I graduated high school a long time ago, and I always wondered how my life would have turned out if I had a guidance counselor in school. I had some teachers that I learned a lot from and that were encouraging, but they were focused on their curriculum. Guidance counselors provide exactly what their title implies...guidance. According to my yearbook, there were six guidance counselors. But I don't recall ever speaking to one. It is not because I don't remember those who influenced me in high school; I do recall my health teacher in ninth grade, who I only had for one semester.
A guidance counselor's job is to pinpoint at-risk children who have family issues or peer pressure problems, and help them deal with it and/or refer them to a school psychologist. My grades went down tremendously in 10th grade, right at the beginning of my future college requirements, and no one in school noticed.Their roles consist of assisting students with scholarships, applying to college, financial aid application and help with preparing the student for college life. They provide direct support service to individual students, small groups and classrooms.

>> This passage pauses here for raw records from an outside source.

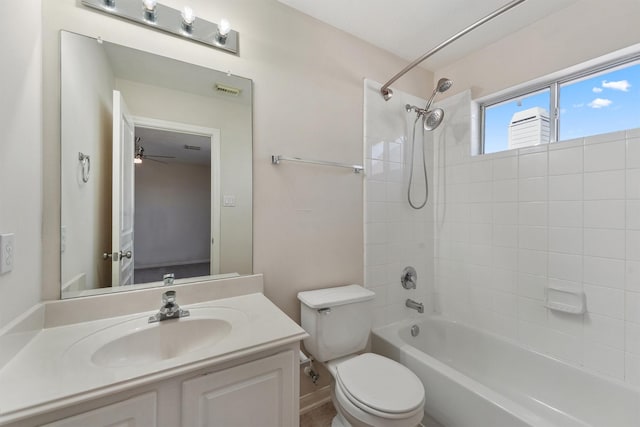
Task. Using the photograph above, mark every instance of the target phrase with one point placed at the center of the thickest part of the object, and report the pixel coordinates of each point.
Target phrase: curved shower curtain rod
(388, 93)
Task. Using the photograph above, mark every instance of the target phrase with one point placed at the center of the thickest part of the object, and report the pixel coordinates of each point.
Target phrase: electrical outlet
(63, 238)
(7, 254)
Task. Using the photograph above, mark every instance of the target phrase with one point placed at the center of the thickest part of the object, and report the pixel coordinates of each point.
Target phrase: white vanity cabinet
(134, 412)
(259, 393)
(259, 390)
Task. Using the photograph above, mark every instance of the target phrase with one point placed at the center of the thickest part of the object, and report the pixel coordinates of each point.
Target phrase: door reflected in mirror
(169, 189)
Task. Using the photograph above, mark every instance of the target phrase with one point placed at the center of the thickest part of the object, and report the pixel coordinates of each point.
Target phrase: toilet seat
(379, 386)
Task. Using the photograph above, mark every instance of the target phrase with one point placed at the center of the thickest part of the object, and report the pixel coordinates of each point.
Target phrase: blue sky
(605, 103)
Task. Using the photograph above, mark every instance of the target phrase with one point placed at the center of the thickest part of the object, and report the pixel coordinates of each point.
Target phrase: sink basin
(137, 342)
(161, 341)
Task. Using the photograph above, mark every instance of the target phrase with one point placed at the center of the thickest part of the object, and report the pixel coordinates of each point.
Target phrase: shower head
(443, 85)
(432, 119)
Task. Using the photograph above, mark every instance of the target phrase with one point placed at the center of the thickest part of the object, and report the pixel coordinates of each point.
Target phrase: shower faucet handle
(409, 278)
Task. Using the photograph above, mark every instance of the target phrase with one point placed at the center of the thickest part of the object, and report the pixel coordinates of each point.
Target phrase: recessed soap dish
(566, 300)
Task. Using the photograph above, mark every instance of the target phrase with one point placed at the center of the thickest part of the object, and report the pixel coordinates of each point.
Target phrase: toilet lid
(380, 383)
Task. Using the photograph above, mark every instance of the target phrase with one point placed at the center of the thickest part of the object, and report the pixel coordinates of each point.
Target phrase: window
(594, 101)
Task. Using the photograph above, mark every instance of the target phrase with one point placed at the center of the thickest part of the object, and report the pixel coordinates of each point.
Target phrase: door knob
(117, 255)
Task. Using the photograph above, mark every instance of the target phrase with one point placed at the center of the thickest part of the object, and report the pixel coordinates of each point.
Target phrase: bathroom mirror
(156, 170)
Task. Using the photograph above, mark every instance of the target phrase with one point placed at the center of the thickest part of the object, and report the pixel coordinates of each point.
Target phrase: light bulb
(224, 27)
(188, 16)
(150, 5)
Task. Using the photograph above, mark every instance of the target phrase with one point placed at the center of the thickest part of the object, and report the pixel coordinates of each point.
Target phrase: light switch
(6, 253)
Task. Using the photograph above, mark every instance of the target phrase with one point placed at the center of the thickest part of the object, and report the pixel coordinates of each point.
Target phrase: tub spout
(419, 307)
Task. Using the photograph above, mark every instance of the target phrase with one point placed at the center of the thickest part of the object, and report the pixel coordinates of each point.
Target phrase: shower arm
(387, 93)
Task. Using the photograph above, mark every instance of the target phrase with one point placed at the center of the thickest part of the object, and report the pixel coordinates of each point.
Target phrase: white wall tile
(505, 168)
(633, 184)
(505, 235)
(532, 262)
(604, 214)
(633, 245)
(632, 307)
(532, 310)
(604, 185)
(532, 189)
(605, 137)
(604, 359)
(632, 369)
(632, 338)
(607, 272)
(566, 161)
(605, 301)
(606, 243)
(532, 287)
(505, 190)
(532, 213)
(565, 240)
(604, 330)
(504, 280)
(633, 153)
(565, 214)
(565, 266)
(505, 258)
(376, 191)
(605, 156)
(632, 276)
(633, 214)
(532, 165)
(482, 170)
(505, 213)
(532, 238)
(504, 227)
(565, 187)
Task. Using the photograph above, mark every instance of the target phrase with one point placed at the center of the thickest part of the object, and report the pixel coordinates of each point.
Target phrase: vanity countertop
(53, 369)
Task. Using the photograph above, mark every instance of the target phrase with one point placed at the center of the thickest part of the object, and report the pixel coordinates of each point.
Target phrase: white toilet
(368, 389)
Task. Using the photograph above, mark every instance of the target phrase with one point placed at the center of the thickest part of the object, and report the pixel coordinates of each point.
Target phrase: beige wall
(21, 152)
(174, 198)
(308, 221)
(86, 118)
(232, 118)
(581, 32)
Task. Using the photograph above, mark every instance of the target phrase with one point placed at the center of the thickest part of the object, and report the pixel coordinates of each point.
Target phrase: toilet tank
(338, 320)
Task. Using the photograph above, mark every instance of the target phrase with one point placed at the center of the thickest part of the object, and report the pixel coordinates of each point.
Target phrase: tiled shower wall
(507, 225)
(396, 235)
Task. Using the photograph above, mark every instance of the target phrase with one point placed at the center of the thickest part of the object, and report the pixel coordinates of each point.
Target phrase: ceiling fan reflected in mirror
(140, 155)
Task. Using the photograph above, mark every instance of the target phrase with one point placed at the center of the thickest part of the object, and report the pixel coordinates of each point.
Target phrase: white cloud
(600, 103)
(622, 85)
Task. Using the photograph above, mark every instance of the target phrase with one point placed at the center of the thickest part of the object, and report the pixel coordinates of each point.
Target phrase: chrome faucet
(169, 309)
(419, 307)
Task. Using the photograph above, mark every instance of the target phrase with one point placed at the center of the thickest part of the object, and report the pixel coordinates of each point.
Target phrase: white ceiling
(410, 28)
(171, 146)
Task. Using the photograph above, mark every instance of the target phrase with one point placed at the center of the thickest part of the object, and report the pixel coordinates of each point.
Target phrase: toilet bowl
(367, 389)
(372, 390)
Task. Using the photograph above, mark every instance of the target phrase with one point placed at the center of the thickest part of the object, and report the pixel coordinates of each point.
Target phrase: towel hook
(85, 161)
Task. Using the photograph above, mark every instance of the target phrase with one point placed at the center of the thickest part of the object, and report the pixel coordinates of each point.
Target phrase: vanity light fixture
(150, 10)
(223, 31)
(182, 23)
(188, 18)
(137, 159)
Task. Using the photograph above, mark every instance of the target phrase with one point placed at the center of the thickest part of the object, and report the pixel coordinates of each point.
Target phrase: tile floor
(318, 417)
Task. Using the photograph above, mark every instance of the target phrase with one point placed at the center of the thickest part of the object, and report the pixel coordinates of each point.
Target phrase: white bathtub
(477, 379)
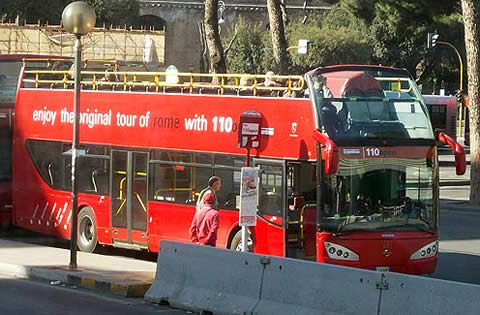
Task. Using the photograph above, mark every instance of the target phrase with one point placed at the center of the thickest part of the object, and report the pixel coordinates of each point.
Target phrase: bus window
(271, 191)
(228, 168)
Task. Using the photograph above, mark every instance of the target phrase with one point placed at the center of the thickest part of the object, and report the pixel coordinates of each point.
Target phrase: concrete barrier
(292, 286)
(200, 278)
(408, 294)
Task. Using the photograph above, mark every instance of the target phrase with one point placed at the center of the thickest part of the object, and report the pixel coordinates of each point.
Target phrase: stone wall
(181, 20)
(121, 44)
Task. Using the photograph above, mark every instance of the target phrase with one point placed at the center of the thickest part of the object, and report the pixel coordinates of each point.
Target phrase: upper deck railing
(167, 82)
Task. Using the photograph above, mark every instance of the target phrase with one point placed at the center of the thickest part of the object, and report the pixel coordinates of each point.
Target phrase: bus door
(270, 229)
(129, 198)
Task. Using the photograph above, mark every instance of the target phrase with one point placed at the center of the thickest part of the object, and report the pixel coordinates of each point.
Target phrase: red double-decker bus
(10, 67)
(348, 171)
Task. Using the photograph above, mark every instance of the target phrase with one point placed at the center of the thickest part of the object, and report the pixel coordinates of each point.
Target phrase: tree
(471, 18)
(247, 50)
(337, 38)
(279, 44)
(212, 37)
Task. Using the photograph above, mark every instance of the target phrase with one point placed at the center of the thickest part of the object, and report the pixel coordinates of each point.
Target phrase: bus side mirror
(331, 152)
(460, 159)
(298, 202)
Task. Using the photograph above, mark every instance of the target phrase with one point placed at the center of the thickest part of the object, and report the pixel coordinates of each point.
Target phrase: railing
(192, 83)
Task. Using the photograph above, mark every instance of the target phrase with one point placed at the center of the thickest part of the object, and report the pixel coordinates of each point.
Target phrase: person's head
(319, 81)
(269, 78)
(208, 199)
(215, 182)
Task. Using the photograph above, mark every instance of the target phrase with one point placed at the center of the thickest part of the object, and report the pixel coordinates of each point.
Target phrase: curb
(123, 289)
(119, 287)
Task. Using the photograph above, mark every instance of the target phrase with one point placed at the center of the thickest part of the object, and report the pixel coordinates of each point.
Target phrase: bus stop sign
(249, 131)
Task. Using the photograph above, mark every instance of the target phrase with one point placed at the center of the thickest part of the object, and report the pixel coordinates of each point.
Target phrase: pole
(75, 142)
(460, 116)
(244, 228)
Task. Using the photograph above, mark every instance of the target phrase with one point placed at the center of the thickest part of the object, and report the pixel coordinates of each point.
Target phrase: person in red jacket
(205, 223)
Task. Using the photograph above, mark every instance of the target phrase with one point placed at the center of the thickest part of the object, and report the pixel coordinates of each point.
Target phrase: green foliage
(337, 38)
(246, 53)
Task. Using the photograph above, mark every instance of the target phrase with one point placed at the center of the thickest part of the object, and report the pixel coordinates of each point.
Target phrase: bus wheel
(236, 243)
(87, 231)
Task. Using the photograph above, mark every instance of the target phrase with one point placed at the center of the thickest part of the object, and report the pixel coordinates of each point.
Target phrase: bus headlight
(339, 252)
(426, 251)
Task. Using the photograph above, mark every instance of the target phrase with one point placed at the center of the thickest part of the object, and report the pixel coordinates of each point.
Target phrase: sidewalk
(121, 276)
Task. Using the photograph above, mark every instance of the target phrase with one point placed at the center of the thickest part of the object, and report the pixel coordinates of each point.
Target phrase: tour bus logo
(387, 248)
(351, 151)
(294, 130)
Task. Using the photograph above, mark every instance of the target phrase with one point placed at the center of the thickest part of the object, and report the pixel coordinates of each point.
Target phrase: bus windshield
(370, 104)
(387, 194)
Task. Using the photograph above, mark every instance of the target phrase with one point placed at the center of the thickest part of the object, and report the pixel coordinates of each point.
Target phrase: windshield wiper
(417, 226)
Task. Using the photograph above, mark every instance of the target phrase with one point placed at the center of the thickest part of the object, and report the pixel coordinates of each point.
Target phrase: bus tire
(87, 231)
(236, 243)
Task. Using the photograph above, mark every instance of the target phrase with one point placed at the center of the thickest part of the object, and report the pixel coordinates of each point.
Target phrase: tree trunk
(471, 18)
(215, 49)
(279, 43)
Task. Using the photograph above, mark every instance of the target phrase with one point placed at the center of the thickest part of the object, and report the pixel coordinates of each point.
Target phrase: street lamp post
(78, 18)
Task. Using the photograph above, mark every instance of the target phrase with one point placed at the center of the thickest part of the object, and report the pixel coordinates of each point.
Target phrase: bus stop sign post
(248, 137)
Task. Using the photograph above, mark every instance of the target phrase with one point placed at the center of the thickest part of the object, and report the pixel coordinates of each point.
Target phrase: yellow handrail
(285, 84)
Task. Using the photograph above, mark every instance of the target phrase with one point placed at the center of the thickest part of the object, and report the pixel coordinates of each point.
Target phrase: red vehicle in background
(10, 69)
(347, 159)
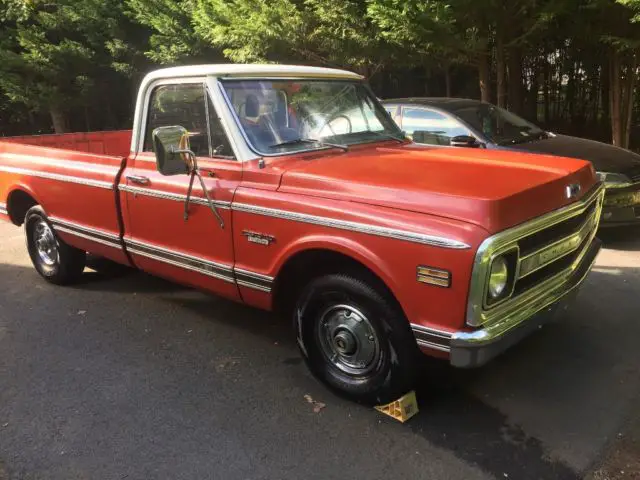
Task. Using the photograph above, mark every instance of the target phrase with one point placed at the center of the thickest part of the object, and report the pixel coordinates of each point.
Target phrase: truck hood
(492, 189)
(605, 157)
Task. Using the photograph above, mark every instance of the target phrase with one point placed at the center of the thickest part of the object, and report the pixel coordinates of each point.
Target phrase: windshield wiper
(390, 136)
(310, 140)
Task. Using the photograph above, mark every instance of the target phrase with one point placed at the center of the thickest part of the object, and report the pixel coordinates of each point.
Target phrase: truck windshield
(287, 116)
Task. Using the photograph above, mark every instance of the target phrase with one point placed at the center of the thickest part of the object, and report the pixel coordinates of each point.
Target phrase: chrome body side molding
(171, 257)
(351, 226)
(405, 235)
(58, 177)
(220, 271)
(176, 197)
(253, 280)
(432, 338)
(88, 233)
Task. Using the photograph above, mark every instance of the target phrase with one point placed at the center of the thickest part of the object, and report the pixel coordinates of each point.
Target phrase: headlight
(498, 278)
(614, 180)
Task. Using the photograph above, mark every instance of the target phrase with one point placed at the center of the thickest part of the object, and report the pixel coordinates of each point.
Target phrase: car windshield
(286, 116)
(498, 125)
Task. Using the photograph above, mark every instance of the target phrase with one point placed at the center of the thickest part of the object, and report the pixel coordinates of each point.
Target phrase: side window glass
(220, 146)
(184, 105)
(433, 128)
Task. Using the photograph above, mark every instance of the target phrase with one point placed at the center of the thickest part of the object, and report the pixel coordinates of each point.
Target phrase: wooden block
(401, 409)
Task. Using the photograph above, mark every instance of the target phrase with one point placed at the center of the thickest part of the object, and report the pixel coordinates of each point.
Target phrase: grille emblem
(573, 190)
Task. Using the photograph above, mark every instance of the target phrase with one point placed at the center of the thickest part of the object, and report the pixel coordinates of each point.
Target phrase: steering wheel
(333, 119)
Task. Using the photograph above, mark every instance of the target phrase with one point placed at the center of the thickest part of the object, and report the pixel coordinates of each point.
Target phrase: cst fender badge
(572, 190)
(259, 238)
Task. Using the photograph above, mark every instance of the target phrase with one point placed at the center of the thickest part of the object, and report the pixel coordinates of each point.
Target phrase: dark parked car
(460, 122)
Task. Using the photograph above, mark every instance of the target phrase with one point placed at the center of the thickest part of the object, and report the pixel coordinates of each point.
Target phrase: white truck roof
(249, 70)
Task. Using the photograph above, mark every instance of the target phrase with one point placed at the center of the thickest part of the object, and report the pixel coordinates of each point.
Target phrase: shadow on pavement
(621, 238)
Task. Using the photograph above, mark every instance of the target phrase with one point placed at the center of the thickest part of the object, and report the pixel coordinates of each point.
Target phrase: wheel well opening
(18, 204)
(305, 266)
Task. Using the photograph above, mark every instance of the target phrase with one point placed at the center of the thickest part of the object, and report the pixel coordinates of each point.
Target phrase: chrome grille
(548, 248)
(634, 174)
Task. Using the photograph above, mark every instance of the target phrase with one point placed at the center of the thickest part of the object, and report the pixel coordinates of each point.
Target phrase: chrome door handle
(138, 180)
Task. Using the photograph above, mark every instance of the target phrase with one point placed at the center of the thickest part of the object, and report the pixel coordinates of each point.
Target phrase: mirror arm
(206, 194)
(195, 172)
(192, 177)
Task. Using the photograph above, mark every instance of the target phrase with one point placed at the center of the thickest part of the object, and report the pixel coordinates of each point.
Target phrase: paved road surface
(129, 376)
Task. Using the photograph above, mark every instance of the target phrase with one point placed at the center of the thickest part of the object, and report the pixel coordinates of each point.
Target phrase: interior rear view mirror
(464, 141)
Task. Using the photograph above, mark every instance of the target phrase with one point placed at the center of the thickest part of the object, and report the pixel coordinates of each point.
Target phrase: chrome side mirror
(465, 141)
(174, 157)
(173, 154)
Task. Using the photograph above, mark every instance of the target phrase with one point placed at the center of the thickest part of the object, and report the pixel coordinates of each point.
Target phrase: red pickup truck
(291, 189)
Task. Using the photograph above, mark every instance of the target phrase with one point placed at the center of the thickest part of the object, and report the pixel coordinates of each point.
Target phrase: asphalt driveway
(129, 376)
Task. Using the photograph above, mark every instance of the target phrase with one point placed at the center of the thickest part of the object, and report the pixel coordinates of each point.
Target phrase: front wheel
(355, 339)
(54, 260)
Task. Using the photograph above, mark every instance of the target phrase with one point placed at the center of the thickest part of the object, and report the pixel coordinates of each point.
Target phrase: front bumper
(621, 207)
(468, 349)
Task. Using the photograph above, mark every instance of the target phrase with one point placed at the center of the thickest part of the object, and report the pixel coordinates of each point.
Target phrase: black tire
(61, 264)
(329, 300)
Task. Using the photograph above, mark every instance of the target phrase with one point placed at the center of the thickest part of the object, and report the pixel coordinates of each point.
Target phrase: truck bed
(115, 142)
(74, 176)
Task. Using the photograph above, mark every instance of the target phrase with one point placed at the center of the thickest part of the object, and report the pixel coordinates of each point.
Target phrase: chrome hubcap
(348, 339)
(46, 244)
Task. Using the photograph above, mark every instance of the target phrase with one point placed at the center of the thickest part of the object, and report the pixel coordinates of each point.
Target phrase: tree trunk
(615, 96)
(545, 92)
(515, 81)
(630, 85)
(484, 72)
(59, 120)
(500, 73)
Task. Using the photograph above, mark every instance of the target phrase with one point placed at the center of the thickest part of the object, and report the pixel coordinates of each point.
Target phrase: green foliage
(322, 32)
(172, 37)
(54, 56)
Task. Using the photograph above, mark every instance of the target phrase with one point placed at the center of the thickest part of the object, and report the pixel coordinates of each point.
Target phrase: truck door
(197, 251)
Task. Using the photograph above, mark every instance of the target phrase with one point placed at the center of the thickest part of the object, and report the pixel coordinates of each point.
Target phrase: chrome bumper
(475, 348)
(621, 208)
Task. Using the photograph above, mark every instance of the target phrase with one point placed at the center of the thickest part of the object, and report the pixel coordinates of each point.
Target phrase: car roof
(444, 103)
(250, 70)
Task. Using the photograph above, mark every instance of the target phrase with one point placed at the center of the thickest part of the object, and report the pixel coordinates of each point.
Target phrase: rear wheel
(54, 260)
(355, 339)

They are supposed to complete home visits and assessments, and develop and maintain family outreach programs and community partnerships.
In conjunction with other teachers and administrators, they conduct professional development workshops on identifying at-risk students. They interview students and their families and provide direct service to students in the classroom at least once per week. A parent can ask every day, "How was school?" but when a child is embarrassed or afraid to talk about an incident, they would be more likely to tell a stranger than their parent. Encouragement from an adult, that is not a family member, is sometimes all a child needs. Just someone to say, "You are smart....you can do it!" or, "Just ignore and walk away from that person who is tormenting you. If they don't get a reaction, they will stop."
The biggest question an adolescent has is, "Who am I?" and, "What will I be when I grow up?" A guidance counselor can help an adolescent answer those questions. An adolescent needs a person who is genuinely interested in seeing them become a successful adult and who has the keys to getting a college education paid for when the parents cannot afford it. This is an invaluable skill! I see so many adult college students that say if they would have had the right encouragement in high school, they would have made the decision to either go back to college or they would have started college earlier.